Immer mehr Menschen als regierungskritisch eingestuft

"Oft gibt es belastende Kautionsauflagen und die Menschen werden unter Hausarrest gestellt. Ihre Pässe werden ihnen abgenommen, manchmal werden ihnen sogar die Eigentumsurkunden entzogen. Auf diese Weise wird jemand bestraft, bevor er überhaupt verurteilt wurde."

Mutige Aktivistin: Tsitsi Dangarembga

Die Prozesse gegen Dangarembga und anderer Aktivisten werden in Simbabwe vor dem sogenannten Antikorruptionsgericht geführt. 2018 als Abteilung des Obersten Gerichtshofs eingerichtet, soll es die Verhandlung von Korruptionsfällen beschleunigen und untersteht als einziges nicht dem Justizministerium, sondern direkt dem Büro von Präsident Emmerson Mnangagwa. "Es ist wirklich eine Farce, dass die Prozesse vor einem Antikorruptionsgericht stattfinden", so Rechtsanwalt Coltart. "Es scheint, dass in diesem Gericht andere Regeln gelten.
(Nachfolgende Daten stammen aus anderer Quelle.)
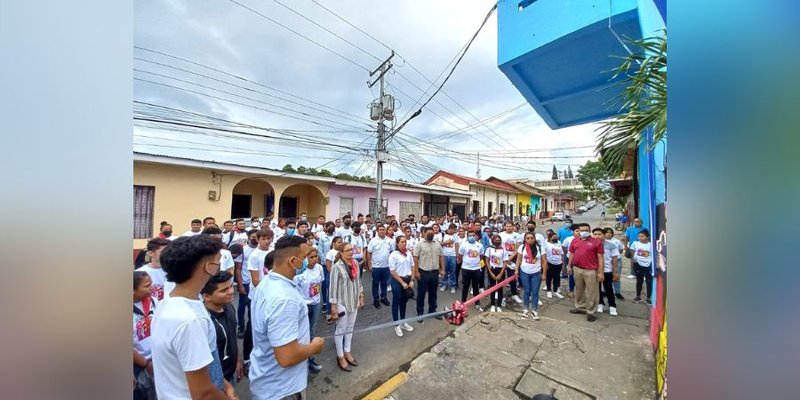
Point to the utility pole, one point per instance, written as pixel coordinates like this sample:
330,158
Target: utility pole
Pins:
380,150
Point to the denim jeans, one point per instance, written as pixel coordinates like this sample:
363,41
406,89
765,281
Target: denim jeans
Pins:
531,284
449,280
398,301
244,303
326,301
380,277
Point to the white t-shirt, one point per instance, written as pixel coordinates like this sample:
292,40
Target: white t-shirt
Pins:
402,264
142,329
642,253
256,263
554,253
380,250
159,278
225,260
309,283
609,254
449,250
471,255
496,257
529,265
359,245
183,339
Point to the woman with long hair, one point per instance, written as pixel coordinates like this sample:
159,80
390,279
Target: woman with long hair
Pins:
347,296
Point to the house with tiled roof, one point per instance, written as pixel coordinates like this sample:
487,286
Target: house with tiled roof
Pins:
487,198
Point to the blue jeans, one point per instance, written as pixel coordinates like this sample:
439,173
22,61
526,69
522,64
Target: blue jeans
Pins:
380,276
244,303
326,301
398,301
449,280
531,283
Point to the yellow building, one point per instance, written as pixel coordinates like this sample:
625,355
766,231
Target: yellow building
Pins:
177,190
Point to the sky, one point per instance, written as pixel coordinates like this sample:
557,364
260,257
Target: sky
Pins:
275,64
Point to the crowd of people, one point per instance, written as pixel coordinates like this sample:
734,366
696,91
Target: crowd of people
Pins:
292,274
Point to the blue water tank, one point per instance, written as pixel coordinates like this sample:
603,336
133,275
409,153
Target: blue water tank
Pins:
560,54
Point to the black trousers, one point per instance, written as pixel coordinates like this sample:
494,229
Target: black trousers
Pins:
470,278
428,282
497,296
553,278
643,274
608,286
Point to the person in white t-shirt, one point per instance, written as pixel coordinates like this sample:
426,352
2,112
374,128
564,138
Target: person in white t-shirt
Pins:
642,251
196,228
144,305
157,274
469,255
510,241
309,284
531,264
185,359
496,260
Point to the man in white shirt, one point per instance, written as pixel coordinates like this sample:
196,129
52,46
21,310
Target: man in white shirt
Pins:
196,228
281,334
185,360
378,252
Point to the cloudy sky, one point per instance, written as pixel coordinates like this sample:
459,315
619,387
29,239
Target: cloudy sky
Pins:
237,64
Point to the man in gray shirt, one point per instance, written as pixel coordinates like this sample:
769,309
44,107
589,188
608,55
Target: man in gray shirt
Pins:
428,268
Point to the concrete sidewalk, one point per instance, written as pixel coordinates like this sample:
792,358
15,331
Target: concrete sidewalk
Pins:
503,356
Kautionen werden häufiger und routinemäßig verweigert."

Massive Freiheitsbeschränkungen

Die Verfassung Simbabwes garantiert das Recht auf friedliche Demonstration, freie Meinungsäußerung und Versammlungsfreiheit, die Anwendung des Gesetzes sehe jedoch anders aus, so Christopher Mhike: "Die Einschränkung der Freiheiten in unserem System hat eine abschreckende Wirkung auf die Fähigkeit der Bürger, sich frei zu äußern", so Tsitsi Dangarembgas Anwalt gegenüber der DW. "Während die Verfassung von Redefreiheit in Simbabwe spricht, müssen sich viele fragen, ob es nach der Rede überhaupt noch Freiheit gibt."

Dangarembga hält ein Plakat mit der Aufschrift "We want better reform our institutions" hoch
Dangarembga kämpft seit Jahren in ihrem Heimatland gegen Korruption und für Reformen Bild: Zinyange Auntony/AFP

Dangarembga selbst hatte sich im Interview mit der DW im vergangenen Jahr ähnlich geäußert: "In Simbabwe gibt es einen Witz: Es gibt Freiheit VOR der Meinungsäußerung, aber es gibt keine Freiheit NACH der Meinungsäußerung", so die 1959 geborene Autorin. Dennoch wolle sie ihrem Land nicht den Rücken kehren: "So ist das Leben in Simbabwe. Ich bin eine Simbabwerin und lebe in Simbabwe. Und das scheint ein Teil des Lebens in Simbabwe zu sein."

Dieser Artikel wurde aus dem Englischen adaptiert.